Photo of Pádraig Mac LochlainnPádraig Mac Lochlainn (Donegal, Sinn Fein)
Link to this: Individually | In context

It absolutely cannot be business as usual. As the Minister of State will know, Sinn Féin has welcomed the appointment of a dedicated Minister of State with responsibility for fisheries who is entirely focused on this sector. We have disastrous recommendations on mackerel, blue whiting and boarfish. Our mackerel industry is crucial. We have just heard evidence from the processor sector that mackerel accounts for 80% of the value of many of our factories. We also learned that we could end up with processing factories in only one area, Killybegs in County Donegal. I do not need to rhyme off the scale of this. The current situation did not just happen overnight. It happened over a number of years. I will be frank with the Minister of State. This country has repeatedly failed to defend our interests, year in and year out. We have an appalling strategy in terms of representation in the European Commission and European Parliament.

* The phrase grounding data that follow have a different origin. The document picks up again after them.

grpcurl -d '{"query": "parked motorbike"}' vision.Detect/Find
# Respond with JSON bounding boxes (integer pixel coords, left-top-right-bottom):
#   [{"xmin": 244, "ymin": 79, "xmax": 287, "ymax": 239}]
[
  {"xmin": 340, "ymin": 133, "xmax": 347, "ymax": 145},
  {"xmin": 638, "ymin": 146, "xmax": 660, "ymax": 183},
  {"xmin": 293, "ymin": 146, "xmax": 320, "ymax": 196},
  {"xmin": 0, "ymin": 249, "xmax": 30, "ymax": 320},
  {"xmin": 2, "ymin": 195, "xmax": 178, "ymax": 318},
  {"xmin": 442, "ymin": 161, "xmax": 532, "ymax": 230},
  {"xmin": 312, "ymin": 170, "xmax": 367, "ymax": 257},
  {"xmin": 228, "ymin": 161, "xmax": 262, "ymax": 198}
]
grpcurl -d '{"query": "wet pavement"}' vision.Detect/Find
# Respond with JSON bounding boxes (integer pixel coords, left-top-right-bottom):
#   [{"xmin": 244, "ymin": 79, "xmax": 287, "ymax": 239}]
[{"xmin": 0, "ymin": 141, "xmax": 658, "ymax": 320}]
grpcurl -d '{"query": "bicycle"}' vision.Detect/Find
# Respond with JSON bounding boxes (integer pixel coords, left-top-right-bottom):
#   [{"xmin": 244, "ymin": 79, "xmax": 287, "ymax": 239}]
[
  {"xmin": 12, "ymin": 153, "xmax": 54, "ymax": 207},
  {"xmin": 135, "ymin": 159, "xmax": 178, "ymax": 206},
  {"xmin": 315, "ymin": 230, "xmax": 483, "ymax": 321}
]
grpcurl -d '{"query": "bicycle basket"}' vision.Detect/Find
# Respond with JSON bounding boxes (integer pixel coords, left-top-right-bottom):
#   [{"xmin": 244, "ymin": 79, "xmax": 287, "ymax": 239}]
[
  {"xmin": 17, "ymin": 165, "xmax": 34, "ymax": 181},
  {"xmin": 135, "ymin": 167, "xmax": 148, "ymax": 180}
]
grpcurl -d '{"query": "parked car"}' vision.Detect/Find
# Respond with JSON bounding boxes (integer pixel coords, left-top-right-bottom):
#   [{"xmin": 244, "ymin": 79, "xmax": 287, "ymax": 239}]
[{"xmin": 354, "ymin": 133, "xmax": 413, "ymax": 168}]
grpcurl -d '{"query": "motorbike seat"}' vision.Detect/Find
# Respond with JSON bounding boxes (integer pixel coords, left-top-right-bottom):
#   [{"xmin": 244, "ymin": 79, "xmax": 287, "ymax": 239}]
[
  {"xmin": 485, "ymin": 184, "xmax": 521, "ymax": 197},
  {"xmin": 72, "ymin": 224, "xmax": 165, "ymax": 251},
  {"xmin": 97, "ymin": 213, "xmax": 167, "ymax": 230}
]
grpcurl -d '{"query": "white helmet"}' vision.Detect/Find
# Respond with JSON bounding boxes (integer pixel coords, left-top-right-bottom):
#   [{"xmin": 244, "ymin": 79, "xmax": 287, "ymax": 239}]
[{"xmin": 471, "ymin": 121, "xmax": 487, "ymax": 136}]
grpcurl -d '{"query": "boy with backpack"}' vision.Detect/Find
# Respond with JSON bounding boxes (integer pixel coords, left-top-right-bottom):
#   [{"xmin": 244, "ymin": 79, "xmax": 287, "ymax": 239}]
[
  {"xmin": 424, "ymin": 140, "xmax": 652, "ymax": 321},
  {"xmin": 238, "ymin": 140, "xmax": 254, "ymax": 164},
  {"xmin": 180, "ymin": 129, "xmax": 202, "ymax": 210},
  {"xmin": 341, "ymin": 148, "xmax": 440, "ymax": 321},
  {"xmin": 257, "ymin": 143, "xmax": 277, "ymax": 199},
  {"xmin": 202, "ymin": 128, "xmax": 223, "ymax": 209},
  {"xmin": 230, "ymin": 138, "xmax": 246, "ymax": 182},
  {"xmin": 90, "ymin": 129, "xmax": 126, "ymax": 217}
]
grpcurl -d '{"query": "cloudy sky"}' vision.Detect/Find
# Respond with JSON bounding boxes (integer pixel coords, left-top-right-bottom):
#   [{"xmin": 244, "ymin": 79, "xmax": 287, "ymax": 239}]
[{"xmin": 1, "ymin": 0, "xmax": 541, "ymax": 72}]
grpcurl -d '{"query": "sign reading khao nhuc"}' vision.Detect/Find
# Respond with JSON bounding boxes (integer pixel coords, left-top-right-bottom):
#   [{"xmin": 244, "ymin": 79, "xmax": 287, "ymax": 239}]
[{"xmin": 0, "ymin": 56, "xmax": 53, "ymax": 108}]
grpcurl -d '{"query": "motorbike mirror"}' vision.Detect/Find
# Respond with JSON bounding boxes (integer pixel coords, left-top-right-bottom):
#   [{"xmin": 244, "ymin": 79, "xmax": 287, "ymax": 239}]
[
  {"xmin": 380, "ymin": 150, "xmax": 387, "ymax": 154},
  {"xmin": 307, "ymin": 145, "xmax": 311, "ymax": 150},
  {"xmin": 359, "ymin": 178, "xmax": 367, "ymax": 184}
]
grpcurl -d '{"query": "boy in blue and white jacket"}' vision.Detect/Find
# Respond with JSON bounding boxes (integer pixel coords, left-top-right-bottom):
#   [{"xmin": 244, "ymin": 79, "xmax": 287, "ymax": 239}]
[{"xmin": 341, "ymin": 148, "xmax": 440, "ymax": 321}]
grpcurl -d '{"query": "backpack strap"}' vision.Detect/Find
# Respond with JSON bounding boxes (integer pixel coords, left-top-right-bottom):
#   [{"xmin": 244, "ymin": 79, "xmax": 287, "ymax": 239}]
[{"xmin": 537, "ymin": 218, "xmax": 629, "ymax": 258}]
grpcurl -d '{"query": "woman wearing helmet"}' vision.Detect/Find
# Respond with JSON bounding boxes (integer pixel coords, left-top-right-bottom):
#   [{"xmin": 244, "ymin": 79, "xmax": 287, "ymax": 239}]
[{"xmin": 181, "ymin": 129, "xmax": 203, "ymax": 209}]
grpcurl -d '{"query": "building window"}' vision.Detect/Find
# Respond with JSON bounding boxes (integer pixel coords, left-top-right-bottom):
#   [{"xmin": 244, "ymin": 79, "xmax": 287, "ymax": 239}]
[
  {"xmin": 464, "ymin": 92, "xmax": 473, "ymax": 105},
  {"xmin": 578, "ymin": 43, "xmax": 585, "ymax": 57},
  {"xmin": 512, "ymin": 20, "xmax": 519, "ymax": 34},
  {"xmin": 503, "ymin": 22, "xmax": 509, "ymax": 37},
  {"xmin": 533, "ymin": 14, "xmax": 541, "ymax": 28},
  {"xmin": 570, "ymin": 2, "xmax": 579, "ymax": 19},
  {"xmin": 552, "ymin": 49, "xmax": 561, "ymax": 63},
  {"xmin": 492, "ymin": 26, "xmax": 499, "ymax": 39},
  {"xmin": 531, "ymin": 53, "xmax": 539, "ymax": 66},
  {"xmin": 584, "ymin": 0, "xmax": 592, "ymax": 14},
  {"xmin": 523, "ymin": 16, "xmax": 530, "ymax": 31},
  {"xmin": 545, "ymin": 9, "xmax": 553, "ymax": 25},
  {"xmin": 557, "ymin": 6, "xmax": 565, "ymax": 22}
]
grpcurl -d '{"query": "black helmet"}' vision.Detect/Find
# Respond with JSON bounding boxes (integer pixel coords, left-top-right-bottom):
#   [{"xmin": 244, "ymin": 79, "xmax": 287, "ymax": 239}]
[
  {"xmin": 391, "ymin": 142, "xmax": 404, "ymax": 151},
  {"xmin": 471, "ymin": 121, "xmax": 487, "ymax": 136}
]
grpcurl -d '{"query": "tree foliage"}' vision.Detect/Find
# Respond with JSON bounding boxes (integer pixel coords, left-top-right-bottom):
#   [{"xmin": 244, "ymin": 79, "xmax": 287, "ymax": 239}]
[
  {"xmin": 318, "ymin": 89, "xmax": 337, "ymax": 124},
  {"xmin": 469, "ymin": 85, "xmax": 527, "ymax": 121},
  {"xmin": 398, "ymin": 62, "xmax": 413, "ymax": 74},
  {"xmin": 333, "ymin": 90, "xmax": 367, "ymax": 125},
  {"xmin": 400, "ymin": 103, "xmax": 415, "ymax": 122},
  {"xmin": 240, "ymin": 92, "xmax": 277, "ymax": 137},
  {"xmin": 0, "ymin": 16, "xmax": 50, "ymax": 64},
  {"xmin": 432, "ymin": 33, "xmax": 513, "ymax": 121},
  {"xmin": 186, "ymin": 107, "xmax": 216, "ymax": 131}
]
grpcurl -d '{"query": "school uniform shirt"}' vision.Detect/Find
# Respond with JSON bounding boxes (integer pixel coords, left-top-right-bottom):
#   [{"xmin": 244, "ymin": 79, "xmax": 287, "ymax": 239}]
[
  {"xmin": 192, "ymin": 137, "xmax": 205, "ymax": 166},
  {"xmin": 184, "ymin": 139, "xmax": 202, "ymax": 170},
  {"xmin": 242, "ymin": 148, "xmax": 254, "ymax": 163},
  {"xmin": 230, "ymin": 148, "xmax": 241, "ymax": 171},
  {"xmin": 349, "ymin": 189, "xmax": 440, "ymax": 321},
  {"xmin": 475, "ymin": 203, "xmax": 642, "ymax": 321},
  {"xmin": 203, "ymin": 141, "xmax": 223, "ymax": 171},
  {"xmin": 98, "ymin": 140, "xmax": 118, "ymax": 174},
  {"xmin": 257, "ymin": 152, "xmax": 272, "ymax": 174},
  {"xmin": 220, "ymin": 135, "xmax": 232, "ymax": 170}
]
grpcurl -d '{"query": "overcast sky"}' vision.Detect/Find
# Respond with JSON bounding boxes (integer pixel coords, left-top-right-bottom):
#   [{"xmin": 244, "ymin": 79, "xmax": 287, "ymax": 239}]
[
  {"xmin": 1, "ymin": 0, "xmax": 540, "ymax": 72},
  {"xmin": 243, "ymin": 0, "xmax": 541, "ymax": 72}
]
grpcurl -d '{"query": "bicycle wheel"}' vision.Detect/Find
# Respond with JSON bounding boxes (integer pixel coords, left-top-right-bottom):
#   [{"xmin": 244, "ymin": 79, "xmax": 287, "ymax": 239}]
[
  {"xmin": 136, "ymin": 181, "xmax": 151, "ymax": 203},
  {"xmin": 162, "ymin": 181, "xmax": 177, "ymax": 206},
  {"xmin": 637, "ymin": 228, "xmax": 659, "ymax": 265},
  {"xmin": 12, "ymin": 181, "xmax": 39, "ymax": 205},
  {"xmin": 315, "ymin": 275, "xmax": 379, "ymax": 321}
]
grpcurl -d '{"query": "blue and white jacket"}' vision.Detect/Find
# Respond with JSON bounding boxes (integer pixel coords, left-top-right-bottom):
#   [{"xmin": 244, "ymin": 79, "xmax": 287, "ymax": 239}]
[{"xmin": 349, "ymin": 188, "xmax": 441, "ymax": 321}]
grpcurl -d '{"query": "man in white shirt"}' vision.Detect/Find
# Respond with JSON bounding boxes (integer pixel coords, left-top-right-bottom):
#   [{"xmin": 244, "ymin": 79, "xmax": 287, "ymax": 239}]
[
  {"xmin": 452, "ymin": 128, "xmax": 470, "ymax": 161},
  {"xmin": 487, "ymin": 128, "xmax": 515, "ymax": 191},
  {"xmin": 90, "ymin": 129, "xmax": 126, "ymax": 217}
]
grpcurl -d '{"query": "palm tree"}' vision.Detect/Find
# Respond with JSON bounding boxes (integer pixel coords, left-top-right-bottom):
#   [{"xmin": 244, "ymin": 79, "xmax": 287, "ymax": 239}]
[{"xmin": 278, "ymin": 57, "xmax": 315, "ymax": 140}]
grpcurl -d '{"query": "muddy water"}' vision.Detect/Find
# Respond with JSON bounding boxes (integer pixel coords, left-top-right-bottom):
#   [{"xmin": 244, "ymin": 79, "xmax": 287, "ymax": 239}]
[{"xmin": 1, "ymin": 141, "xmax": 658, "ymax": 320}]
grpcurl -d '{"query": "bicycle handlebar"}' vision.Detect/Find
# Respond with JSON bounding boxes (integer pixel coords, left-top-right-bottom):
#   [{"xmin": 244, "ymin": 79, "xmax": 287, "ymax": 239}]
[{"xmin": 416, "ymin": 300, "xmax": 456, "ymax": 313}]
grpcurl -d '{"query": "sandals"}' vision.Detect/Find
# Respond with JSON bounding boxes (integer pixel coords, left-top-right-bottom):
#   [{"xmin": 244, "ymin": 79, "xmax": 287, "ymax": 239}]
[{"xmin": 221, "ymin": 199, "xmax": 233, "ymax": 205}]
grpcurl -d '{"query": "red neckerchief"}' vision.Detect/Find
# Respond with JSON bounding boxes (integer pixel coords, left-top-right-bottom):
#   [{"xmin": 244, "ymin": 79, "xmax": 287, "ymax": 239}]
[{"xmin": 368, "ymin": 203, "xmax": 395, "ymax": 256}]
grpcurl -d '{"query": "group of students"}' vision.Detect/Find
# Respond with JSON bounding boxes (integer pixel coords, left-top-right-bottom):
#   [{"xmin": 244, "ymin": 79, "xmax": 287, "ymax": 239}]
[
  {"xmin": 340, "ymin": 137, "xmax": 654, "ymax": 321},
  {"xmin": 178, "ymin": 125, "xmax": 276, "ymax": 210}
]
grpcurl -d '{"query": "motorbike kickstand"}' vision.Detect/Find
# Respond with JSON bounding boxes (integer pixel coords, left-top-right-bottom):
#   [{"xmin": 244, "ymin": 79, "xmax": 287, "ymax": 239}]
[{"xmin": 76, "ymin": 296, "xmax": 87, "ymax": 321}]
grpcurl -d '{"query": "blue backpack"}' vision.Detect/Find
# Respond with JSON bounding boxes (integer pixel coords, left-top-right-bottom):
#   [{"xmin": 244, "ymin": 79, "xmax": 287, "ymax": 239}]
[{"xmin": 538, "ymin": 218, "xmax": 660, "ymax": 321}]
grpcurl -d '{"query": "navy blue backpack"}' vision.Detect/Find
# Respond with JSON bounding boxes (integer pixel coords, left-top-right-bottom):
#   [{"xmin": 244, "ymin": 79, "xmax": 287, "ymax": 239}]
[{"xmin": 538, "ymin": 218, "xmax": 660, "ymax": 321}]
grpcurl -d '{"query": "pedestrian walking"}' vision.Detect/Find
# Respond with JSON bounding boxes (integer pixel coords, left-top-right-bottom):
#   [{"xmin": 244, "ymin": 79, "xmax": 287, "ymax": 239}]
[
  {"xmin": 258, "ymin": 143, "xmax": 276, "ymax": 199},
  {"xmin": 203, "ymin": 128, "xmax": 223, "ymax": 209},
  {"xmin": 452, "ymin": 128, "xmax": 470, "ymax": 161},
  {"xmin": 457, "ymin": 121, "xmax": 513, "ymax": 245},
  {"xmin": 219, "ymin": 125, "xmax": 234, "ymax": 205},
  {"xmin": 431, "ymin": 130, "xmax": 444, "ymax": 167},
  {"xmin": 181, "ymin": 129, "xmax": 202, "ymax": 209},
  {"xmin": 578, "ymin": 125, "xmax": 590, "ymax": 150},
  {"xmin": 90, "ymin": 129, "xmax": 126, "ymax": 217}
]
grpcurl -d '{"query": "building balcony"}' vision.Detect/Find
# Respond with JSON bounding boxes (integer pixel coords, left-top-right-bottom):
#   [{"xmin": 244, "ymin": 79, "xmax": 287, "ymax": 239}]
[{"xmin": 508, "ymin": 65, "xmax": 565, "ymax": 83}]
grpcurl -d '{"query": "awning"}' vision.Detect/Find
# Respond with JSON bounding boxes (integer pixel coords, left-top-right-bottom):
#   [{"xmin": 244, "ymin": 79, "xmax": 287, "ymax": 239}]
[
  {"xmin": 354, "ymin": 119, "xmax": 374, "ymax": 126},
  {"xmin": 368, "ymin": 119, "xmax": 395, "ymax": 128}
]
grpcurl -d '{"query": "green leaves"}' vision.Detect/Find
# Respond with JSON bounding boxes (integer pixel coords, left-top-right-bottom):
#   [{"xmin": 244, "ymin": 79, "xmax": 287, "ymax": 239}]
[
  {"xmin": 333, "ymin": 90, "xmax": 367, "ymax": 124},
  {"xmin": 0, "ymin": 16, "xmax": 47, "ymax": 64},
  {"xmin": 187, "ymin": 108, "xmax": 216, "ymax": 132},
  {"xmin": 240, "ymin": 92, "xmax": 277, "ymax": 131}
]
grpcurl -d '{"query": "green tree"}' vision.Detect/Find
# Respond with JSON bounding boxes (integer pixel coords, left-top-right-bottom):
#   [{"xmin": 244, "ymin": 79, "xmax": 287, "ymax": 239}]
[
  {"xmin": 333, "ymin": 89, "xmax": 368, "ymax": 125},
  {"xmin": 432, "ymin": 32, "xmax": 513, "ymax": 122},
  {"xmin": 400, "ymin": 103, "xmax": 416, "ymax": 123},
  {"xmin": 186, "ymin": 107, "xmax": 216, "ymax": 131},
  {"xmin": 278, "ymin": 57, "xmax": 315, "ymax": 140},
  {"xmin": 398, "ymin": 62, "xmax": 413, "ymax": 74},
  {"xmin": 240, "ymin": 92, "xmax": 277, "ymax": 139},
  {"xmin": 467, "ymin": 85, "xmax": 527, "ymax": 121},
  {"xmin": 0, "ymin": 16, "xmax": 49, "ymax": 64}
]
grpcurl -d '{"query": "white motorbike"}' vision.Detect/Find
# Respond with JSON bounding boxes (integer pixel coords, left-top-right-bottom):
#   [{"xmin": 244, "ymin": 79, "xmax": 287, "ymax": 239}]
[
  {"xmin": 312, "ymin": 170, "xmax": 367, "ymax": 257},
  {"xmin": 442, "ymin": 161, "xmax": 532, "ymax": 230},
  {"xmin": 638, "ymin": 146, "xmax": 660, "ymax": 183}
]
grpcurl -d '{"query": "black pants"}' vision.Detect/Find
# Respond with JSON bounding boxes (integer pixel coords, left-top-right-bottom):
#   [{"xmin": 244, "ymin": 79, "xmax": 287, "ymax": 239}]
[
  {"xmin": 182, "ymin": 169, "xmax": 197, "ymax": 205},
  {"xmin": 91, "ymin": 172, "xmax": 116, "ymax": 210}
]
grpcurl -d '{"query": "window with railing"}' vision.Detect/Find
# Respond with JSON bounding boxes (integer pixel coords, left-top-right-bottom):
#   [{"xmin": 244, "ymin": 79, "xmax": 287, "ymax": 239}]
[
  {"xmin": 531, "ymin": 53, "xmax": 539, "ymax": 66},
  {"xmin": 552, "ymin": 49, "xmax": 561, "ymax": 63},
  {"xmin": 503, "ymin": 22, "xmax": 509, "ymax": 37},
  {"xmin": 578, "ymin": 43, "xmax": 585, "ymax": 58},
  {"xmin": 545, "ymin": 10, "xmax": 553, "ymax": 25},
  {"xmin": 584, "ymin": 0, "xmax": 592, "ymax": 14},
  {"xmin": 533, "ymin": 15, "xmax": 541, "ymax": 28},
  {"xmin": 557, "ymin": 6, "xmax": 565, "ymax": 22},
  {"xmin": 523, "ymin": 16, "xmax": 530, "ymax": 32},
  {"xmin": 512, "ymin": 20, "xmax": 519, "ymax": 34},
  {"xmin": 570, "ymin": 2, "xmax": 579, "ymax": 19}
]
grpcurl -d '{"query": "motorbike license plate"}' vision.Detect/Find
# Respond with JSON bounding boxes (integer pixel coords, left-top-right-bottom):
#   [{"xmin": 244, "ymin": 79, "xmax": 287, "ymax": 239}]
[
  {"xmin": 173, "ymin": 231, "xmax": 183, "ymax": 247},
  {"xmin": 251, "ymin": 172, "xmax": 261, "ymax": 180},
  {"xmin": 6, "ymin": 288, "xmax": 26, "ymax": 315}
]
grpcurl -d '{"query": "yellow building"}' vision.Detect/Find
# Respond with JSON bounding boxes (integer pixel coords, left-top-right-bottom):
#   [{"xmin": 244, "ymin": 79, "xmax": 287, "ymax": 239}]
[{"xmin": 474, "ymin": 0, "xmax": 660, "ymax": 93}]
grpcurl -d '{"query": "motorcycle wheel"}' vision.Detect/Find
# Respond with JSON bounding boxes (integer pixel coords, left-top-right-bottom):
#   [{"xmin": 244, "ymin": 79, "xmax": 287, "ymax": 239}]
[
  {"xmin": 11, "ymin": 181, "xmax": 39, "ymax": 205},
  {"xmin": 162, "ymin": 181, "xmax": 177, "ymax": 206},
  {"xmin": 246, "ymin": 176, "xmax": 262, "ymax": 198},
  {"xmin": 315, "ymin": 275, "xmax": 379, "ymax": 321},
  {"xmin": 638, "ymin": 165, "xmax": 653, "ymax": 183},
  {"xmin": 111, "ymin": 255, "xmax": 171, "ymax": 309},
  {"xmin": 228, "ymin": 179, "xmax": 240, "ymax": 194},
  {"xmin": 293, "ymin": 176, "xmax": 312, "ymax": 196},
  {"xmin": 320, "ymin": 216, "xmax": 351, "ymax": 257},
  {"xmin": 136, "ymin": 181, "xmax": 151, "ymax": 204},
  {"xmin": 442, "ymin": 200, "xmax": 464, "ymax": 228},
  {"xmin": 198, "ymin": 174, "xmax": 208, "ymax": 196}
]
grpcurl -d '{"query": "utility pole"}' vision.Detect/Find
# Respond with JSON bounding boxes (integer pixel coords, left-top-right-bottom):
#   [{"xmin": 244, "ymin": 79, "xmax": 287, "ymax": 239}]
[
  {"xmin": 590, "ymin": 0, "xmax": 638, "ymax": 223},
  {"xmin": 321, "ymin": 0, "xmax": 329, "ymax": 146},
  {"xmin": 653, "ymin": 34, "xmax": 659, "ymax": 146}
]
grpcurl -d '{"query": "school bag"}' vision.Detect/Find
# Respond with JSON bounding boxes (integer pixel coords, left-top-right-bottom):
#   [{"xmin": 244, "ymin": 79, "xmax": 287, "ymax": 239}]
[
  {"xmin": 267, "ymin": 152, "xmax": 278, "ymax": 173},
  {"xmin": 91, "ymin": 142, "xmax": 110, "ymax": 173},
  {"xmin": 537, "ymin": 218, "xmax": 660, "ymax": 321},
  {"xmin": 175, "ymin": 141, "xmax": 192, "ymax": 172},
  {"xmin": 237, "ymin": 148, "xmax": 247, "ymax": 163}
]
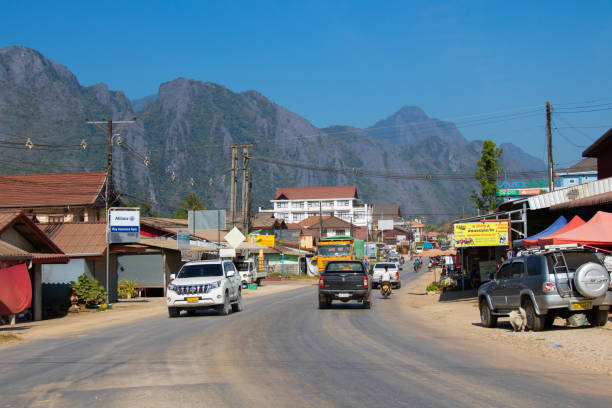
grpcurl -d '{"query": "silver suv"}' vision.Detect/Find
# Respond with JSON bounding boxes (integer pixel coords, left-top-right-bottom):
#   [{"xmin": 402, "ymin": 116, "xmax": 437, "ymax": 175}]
[{"xmin": 479, "ymin": 248, "xmax": 611, "ymax": 331}]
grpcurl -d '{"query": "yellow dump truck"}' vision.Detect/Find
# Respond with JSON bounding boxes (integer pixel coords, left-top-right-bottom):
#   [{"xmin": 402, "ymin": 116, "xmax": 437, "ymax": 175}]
[{"xmin": 313, "ymin": 236, "xmax": 365, "ymax": 273}]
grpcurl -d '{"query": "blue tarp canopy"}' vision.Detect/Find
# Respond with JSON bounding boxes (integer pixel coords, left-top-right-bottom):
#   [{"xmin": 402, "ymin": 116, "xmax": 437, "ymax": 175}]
[{"xmin": 513, "ymin": 216, "xmax": 568, "ymax": 248}]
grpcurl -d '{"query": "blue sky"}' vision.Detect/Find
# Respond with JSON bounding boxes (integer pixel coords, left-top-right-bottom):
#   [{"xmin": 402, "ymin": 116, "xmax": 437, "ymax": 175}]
[{"xmin": 1, "ymin": 0, "xmax": 611, "ymax": 166}]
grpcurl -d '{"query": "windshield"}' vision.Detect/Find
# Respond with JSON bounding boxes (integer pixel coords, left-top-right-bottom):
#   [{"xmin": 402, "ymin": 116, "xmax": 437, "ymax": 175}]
[
  {"xmin": 234, "ymin": 262, "xmax": 250, "ymax": 271},
  {"xmin": 325, "ymin": 262, "xmax": 364, "ymax": 273},
  {"xmin": 178, "ymin": 264, "xmax": 223, "ymax": 278},
  {"xmin": 375, "ymin": 263, "xmax": 397, "ymax": 269},
  {"xmin": 318, "ymin": 244, "xmax": 350, "ymax": 257}
]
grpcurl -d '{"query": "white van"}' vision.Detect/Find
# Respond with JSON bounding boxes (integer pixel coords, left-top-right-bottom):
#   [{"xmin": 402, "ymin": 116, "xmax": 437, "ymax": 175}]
[{"xmin": 415, "ymin": 246, "xmax": 423, "ymax": 254}]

We have allowed this to happen. We have not spoken up when we have seen reckless overfishing. We name countries, such as Norway, the Faroe Islands and Iceland, and we talk about the role of Russia and the United Kingdom, but we also need to talk about the role of European Union-based corporations. Major corporations have built up pelagic industries in areas like Iceland and the Faroes. The Faroes are part of Denmark, a European Union member state.

We need to be frank. We have a European Union that has not stood up to the corporations that have recklessly overfished and destroyed a precious shared resource. They have abandoned the Irish fishing fleet again, as they did in the Brexit negotiations, which have been extended for another 12 years. Therefore, the injustice of the trade and co-operation agreement on the Irish fishing fleet has been extended for another 12 years. If that was not bad enough, we are now told that this is four times worse in its impact than Brexit was.

I want to get a sense of the game plan. We have a dedicated Minister of State. We need a fresh approach, not business as usual. It is a question of what that means in terms of dealing with the states and corporations in the European Union that have been involved in this reckless practice. What does that mean in terms of the supports that will be required? Even if the reckless overfishing stops tomorrow, what financial supports will the European Commission be asked to put on the table to save our industry and keep it alive? This has happened because of its utter, wilful failure to follow the science and confront the wrongdoers. I want to get a sense of the Minister of State's game plan and strategy, and the resources he is going to deploy.